Bakınız yazımızın bu kısmında ilk kez bir itirafta bulunacağım. Ve bu anda anlatamayacağım duygulara kapılmış olarak kendimi kınayacağım: Öğretmenlik yıllarımda ortaokullar için Bakanlığımızın da kabul ettiği ek okuma kitapları vardı. O kitapta bu tür mektupları bulup öğrencilerime okuturdum. İşte o sırada ancak şimdilerde fak ettiğim bir hata yaptım. Allah (cc) beni affetsin. Selamları ortak paranteze aldırdım: Ahmet Dedede’ye, Fatma Beykanaya, Ebe Nineye, Değirmenci Dayıya, Yusuf Efendiye, Recep Efendiye vb. mahsusen selâm ederim. Hayır, dualarını beklerim.  Mantıken doğru. Öyle ya... İş öyle değilmiş meğer. Mektup gelince sadece muhatap değil diğer komşular da merak eder. Nasılmış yeğenimiz? Ne edermiş? diyen komşular da dinlerdi mektup okuyanı. Kendilerine mahsusen / özellikle selâm gönderilmesi ayrıca onurlandırırdı onları. Bu kadar basit bir şeyi akıl edemeyip ortak paranteze alıp her birini sıradanlaştırmışım. Doğrusu hiç beklemezdim bunu kendimden. Bu durumu whatsapp icat edilince anladım. En yakınım whatsapp’ta topuna bir mesaj atıyor. Böylelerine ben cevap vermiyorum. Sonra sitem de ediyor.
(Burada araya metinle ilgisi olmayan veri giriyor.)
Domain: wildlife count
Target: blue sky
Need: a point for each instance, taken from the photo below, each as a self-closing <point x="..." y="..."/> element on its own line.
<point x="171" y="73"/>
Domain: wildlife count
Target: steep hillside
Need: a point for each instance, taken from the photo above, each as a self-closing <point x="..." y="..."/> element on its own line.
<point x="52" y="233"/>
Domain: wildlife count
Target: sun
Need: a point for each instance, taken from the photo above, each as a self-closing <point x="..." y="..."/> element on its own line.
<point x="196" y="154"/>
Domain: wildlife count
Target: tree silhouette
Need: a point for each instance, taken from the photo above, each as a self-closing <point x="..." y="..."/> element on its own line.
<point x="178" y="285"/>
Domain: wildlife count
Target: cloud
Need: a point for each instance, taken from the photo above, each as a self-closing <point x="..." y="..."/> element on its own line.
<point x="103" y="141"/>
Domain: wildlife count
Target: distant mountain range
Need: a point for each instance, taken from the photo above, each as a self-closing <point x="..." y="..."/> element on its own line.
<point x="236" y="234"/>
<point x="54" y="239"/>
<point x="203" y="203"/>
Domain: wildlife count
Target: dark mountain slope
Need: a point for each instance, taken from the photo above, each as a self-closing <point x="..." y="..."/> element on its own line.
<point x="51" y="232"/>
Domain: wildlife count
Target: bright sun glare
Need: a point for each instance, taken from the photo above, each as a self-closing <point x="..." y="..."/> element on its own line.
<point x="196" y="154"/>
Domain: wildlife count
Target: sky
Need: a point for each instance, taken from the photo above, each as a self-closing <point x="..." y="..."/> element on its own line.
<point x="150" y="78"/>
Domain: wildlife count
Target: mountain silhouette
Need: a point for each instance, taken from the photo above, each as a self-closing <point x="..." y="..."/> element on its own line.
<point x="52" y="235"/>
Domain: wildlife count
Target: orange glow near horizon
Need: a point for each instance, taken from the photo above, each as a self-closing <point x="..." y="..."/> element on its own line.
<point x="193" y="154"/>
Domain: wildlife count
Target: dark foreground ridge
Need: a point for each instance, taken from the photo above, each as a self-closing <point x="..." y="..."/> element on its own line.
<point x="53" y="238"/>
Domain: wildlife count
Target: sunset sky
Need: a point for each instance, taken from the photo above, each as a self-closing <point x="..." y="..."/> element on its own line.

Be mübarek sen benim yaşımda değilsin; ancak yetiştiğimiz kültürün içinden geliyorsun; bari sen böyle yapma...

Mektup sonunda yazılan tekerlemeler, maniler de ayrı konu edilecek türden:

E mektubum gitta gel/ İyi haberler al da gel! Kestane kebap/ acele cevap. Evde bebek ya da çocuk varsa onun parmakları çizgisi.  Peki, atasözlerimizden, manilerimizden, bilmece ve bulmacalarımızdan; ninnilerimizden, ağıtlarımızdan, destanlarımızdan vb. ne kaldı?

Sabahattin Hocam bu yazdıkların hiçbir mektup yazanın hatırına bile gelmediğine eminiz. Sabahattin hocam, kusura bakma ama uyduruyorsun vb. diyenler olur mu bilemem. Ama ne olur ne olmaz deyip bir cevap vereyim: Doğrusu tahmin ettiğiniz gibi benim yorumlarımın hiçbiri onların aklına gelmedi. Çünkü onlar bunu köklerimizden beri yaşamışlardır. Onlar için kültürdür bu. İşte kültür biraz da bu. KÜLTÜR YAŞAMDIR.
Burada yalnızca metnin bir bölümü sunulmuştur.